7 毒杯を選び取った理由
辺境伯令嬢が崩れ落ちる姿を見た、王宮医師と側近のサルフはアラマンダに駆け寄ると、すぐさま脈をとったり、飲み込んだ毒を特定しようとする。
すると、崩れ落ちたアラマンダが突然笑い出す。
「うふふふふふふ」
「ア、アラマンダ嬢!! 大丈夫なのですか?!」
サルフは慌てて、アラマンダの身体に問題がないのか彼女の顔色を確認する。
アラマンダは顔にかかった亜麻色の髪を、優しく払いのけて心配してくれているサルフに笑顔を向ける。
「えぇ。無事生きておりますね。それにしてもルートロック殿下、私……初めての口づけなのにいくら何でも長すぎますわ。おかげで腰が抜けてしまいましたもの」
「ははは。それは、すまなかったな。アラマンダ嬢があまりに魅力的だったので、恋に落ちてしまったようだ」
サルフと王宮医師は、何が起こっているのか理解できず、しばらくルートロック殿下とアラマンダのやり取りをただ静かに見守っていた。彼らの真意が全くわからないからだ。
「アラマンダ嬢。そなたは本当に博識なのだな」
「いえ。毒を見極めるのは大事なことですからね。ルートロック殿下のお母様であらせられる王妃陛下は毒が原因で崩御されておりますから、王太子妃にも毒の危険性が及ばないかと危惧されております殿下の心情は察しているつもりですわ」
「まさか、毒の無毒化を指示してくるとは、思っていなかったがな。てっきり、死に至る毒以外を選んで服毒すると思っていたんだが、まさかあの組み合わせで選んでくるとは思っていなかった。一本取られたな」
「光栄でございます。どうしてもルートロック殿下と乾杯をしてみたくなったのです。一緒に乾杯をした殿下がどう行動するのかも、私自身、確認させていただきたかったのです」
サルフの頭から、未だ疑問符が消えることはない。
(どういうことだ?)
その訝し気に見つめるサルフに気が付き、ルートロックは種明かしをするようにアラマンダに伝える。

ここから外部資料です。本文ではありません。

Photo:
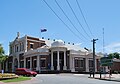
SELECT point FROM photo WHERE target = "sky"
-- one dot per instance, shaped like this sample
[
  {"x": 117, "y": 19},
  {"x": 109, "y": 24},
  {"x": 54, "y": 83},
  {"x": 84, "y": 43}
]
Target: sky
[{"x": 29, "y": 16}]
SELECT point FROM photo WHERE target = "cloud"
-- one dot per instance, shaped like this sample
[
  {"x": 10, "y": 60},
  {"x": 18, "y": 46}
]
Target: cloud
[{"x": 113, "y": 47}]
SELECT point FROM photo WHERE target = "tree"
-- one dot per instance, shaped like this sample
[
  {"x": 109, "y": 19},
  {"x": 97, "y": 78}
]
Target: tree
[
  {"x": 114, "y": 55},
  {"x": 3, "y": 57}
]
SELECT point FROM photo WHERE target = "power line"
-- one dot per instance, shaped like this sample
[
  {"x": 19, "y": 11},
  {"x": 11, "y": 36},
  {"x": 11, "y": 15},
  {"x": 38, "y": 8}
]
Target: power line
[
  {"x": 77, "y": 19},
  {"x": 61, "y": 20},
  {"x": 84, "y": 18},
  {"x": 69, "y": 19}
]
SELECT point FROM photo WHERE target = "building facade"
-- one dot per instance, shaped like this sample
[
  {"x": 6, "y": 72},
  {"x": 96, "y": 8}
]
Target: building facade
[{"x": 49, "y": 55}]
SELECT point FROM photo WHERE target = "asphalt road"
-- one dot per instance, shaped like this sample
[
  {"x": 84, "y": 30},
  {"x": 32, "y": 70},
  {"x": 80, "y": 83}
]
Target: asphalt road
[{"x": 67, "y": 79}]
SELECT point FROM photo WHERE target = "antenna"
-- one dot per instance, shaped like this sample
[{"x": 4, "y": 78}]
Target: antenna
[{"x": 103, "y": 42}]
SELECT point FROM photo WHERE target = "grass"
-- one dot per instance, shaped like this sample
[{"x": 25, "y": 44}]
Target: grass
[{"x": 21, "y": 78}]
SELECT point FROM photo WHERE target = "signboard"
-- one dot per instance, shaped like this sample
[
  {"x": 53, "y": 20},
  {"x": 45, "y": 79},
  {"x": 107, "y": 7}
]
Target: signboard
[{"x": 105, "y": 61}]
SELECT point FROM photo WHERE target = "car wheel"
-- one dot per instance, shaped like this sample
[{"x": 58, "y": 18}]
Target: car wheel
[{"x": 34, "y": 75}]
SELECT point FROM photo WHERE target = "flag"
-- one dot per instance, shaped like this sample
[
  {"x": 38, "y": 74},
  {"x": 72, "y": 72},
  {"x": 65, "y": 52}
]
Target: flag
[{"x": 43, "y": 30}]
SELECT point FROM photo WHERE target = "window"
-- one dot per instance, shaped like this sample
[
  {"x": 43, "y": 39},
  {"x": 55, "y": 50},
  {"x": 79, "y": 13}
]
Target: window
[
  {"x": 43, "y": 63},
  {"x": 90, "y": 63},
  {"x": 31, "y": 45},
  {"x": 76, "y": 63},
  {"x": 81, "y": 63},
  {"x": 11, "y": 50}
]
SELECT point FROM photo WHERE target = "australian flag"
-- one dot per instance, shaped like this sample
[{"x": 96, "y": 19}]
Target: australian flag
[{"x": 43, "y": 30}]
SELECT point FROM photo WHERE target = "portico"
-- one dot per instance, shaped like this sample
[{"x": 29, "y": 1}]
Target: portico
[{"x": 58, "y": 58}]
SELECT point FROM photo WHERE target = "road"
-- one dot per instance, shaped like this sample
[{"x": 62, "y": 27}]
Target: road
[{"x": 66, "y": 79}]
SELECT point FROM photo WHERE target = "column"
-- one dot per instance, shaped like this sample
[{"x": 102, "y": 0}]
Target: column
[
  {"x": 38, "y": 63},
  {"x": 58, "y": 60},
  {"x": 25, "y": 44},
  {"x": 73, "y": 64},
  {"x": 13, "y": 68},
  {"x": 24, "y": 62},
  {"x": 30, "y": 63},
  {"x": 95, "y": 65},
  {"x": 6, "y": 66},
  {"x": 18, "y": 62},
  {"x": 52, "y": 67},
  {"x": 64, "y": 67},
  {"x": 87, "y": 65}
]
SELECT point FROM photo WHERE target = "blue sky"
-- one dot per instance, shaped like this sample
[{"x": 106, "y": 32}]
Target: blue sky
[{"x": 29, "y": 16}]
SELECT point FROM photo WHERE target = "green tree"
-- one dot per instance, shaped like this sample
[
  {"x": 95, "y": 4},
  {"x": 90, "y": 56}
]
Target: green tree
[
  {"x": 114, "y": 55},
  {"x": 3, "y": 57}
]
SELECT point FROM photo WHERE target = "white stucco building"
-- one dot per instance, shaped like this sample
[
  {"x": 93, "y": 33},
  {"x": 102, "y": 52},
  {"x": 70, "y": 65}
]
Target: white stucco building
[{"x": 49, "y": 55}]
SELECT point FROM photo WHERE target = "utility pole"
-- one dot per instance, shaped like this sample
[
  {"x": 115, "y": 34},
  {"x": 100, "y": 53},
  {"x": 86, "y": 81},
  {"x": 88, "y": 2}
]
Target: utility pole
[{"x": 94, "y": 41}]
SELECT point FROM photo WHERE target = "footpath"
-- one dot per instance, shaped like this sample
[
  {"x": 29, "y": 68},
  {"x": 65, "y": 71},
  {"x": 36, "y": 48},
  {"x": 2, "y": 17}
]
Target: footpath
[{"x": 107, "y": 77}]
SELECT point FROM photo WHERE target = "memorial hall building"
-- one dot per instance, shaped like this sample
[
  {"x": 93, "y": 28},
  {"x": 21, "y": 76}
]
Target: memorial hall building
[{"x": 49, "y": 55}]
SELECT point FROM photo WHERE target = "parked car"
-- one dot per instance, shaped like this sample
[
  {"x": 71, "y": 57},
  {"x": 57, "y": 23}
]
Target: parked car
[{"x": 25, "y": 72}]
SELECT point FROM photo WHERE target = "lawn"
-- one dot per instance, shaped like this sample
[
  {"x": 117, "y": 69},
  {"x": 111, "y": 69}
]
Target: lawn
[{"x": 21, "y": 78}]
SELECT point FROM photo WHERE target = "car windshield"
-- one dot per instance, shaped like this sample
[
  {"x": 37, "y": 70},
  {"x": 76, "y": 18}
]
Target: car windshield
[{"x": 28, "y": 70}]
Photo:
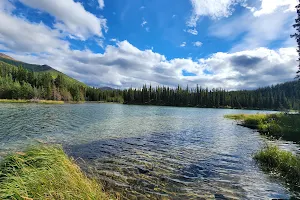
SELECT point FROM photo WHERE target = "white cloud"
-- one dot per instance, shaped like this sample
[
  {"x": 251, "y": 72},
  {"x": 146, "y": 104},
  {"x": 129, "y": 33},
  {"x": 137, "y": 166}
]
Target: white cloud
[
  {"x": 113, "y": 40},
  {"x": 19, "y": 35},
  {"x": 258, "y": 31},
  {"x": 100, "y": 43},
  {"x": 6, "y": 6},
  {"x": 71, "y": 17},
  {"x": 101, "y": 4},
  {"x": 192, "y": 31},
  {"x": 211, "y": 8},
  {"x": 144, "y": 23},
  {"x": 124, "y": 66},
  {"x": 270, "y": 6},
  {"x": 198, "y": 44}
]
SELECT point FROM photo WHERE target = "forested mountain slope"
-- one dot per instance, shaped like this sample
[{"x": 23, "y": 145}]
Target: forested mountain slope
[
  {"x": 19, "y": 80},
  {"x": 279, "y": 97}
]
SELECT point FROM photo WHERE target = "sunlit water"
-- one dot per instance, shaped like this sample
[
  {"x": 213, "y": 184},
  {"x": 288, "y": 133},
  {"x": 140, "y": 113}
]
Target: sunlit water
[{"x": 149, "y": 152}]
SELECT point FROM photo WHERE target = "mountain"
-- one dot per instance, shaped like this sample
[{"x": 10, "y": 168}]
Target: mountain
[
  {"x": 37, "y": 68},
  {"x": 6, "y": 56},
  {"x": 107, "y": 88}
]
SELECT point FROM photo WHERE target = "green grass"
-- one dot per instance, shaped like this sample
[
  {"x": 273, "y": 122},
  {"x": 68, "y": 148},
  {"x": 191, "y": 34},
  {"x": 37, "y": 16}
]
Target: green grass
[
  {"x": 45, "y": 172},
  {"x": 30, "y": 101},
  {"x": 281, "y": 162},
  {"x": 278, "y": 125},
  {"x": 14, "y": 101}
]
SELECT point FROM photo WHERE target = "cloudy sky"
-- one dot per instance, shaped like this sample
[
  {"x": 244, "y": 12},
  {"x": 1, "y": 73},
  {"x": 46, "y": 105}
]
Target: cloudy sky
[{"x": 233, "y": 44}]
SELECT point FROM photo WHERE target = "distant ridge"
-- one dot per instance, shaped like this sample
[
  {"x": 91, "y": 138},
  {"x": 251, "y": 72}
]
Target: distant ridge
[
  {"x": 2, "y": 55},
  {"x": 107, "y": 88},
  {"x": 37, "y": 68}
]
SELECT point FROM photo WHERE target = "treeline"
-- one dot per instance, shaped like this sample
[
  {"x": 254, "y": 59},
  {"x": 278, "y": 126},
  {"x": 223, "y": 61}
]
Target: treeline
[
  {"x": 279, "y": 97},
  {"x": 20, "y": 83}
]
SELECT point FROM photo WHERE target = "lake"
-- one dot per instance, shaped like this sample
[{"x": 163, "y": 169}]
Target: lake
[{"x": 149, "y": 152}]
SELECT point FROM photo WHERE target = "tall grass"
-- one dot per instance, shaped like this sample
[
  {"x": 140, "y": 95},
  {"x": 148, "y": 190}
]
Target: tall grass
[
  {"x": 282, "y": 125},
  {"x": 45, "y": 172},
  {"x": 281, "y": 162},
  {"x": 30, "y": 101}
]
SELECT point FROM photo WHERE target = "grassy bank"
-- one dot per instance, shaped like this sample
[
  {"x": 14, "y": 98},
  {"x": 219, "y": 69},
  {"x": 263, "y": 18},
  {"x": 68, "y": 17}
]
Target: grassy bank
[
  {"x": 280, "y": 162},
  {"x": 45, "y": 172},
  {"x": 30, "y": 101},
  {"x": 282, "y": 125}
]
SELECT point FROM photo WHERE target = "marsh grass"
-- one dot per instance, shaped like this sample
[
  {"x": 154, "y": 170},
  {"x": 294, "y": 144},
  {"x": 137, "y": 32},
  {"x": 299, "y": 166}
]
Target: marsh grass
[
  {"x": 278, "y": 125},
  {"x": 45, "y": 172},
  {"x": 13, "y": 101},
  {"x": 280, "y": 162},
  {"x": 30, "y": 101}
]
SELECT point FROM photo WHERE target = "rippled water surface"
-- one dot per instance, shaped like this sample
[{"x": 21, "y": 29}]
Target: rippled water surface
[{"x": 149, "y": 152}]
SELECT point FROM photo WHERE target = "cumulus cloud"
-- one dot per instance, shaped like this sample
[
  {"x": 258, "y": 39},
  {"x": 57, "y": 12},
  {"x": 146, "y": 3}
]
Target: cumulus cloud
[
  {"x": 124, "y": 66},
  {"x": 257, "y": 32},
  {"x": 270, "y": 6},
  {"x": 19, "y": 35},
  {"x": 192, "y": 31},
  {"x": 80, "y": 24},
  {"x": 211, "y": 8},
  {"x": 197, "y": 44},
  {"x": 183, "y": 44},
  {"x": 144, "y": 23},
  {"x": 101, "y": 4}
]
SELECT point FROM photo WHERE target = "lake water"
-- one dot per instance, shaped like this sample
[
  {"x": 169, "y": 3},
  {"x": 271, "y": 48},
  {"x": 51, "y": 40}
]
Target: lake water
[{"x": 149, "y": 152}]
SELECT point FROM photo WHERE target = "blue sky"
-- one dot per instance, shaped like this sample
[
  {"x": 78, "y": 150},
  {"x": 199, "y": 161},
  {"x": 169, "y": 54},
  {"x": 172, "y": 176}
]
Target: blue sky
[{"x": 233, "y": 44}]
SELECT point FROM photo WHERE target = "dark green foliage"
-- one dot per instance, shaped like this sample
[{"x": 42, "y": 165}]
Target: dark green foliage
[
  {"x": 281, "y": 162},
  {"x": 19, "y": 83},
  {"x": 285, "y": 126},
  {"x": 279, "y": 97}
]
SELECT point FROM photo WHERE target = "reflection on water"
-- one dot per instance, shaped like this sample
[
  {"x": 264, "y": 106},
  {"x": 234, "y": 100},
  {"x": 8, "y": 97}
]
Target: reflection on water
[{"x": 149, "y": 152}]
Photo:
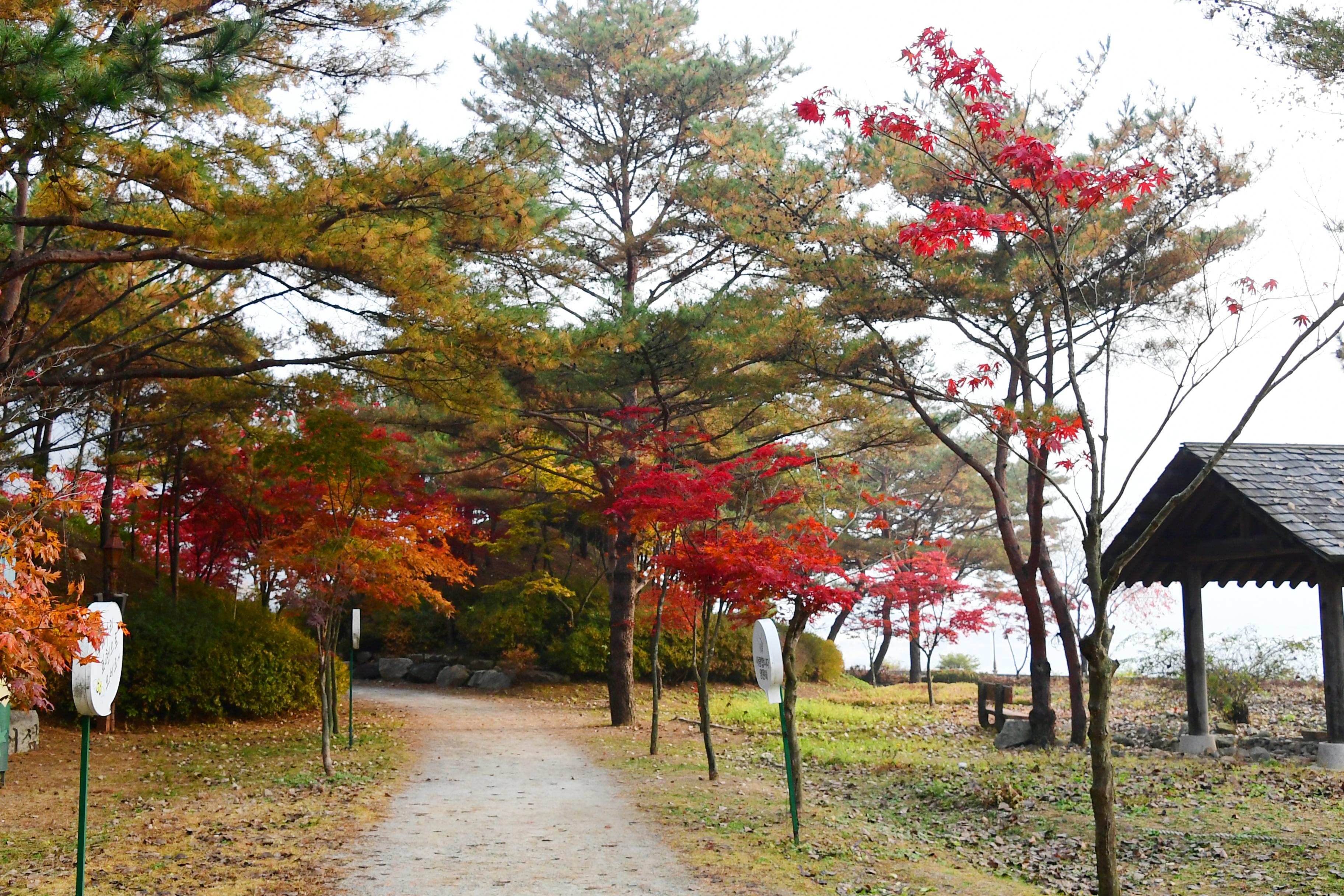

「私は、辺境伯ということもあり、たびたび隣国から毒が持ち込まれることがございます。ですので、幼い頃より毒の判別ができるように訓練しており、毒も定期的に摂取しているので、毒に対する耐性があるのです。ルートロック殿下がご用意された死にいたる毒は二つの毒を混ぜ合わせることで中和して無毒化することができるのです。……それが、先ほど、ルートロック殿下に手渡した身体が痺れてしまう毒なのですが、私が死に至る毒を服毒したら、ルートロック殿下がどうして下さるのか、つまり私を王太子妃として認めて下さるのか知りたくて、わざと中和する毒を殿下にお渡しして乾杯を懇願したのです。私が毒をあおったあと、その盃の中身をそのまま私の口に流し込んで下さればよかったのですが、まさか……あそこまで情熱的な口づけをしていただけるとは……想像しておりませんでしたわ」
「ははは。それだけアラマンダ嬢が欲しくてたまらなくなったのだよ。驚かせてすまなかったね」
「殿下も毒を中和して無毒化するのに適した条件が36度で、しっかり攪拌する必要があるということをご存じだったのでしょう? だからあんなにも激しかったのですね……」
「しっかり、二液を混ぜた方が効果が高いだろう? 無毒化するなら徹底的にする必要があるからな」
王太子のルートロックとアラマンダは、二人で手を取ってほほ笑み合っている。
(単なる口づけではなくて、二液を攪拌して36度になるようにしてからアラマンダ嬢はそれを摂取したのか……)
サルフは先ほどのルートロック殿下のとっていた行動の意味を理解する。
「未婚の女性に口づけをしたのだから、もちろん責任をとる必要があるな」
ルートロックのこの発言で、王太子妃はアラマンダに決まったということを告げている。
(臣下としては、喜ばしいことなのだが、本当にさっきのは肝が冷えた)
サルフは、やっと決まった王太子妃の存在を嬉しく思う反面、毒を用いた妃選考会が目の前で行われたことで、心臓がまだドキドキしている。
(それにしても、好みを何も伝えないルートロック殿下がここまで、心を許せる女性に出えて本当に良かった……)
この奇想天外な行動を起こす二人のおかげで、この王国は安泰になるだろうとサルフは確信した。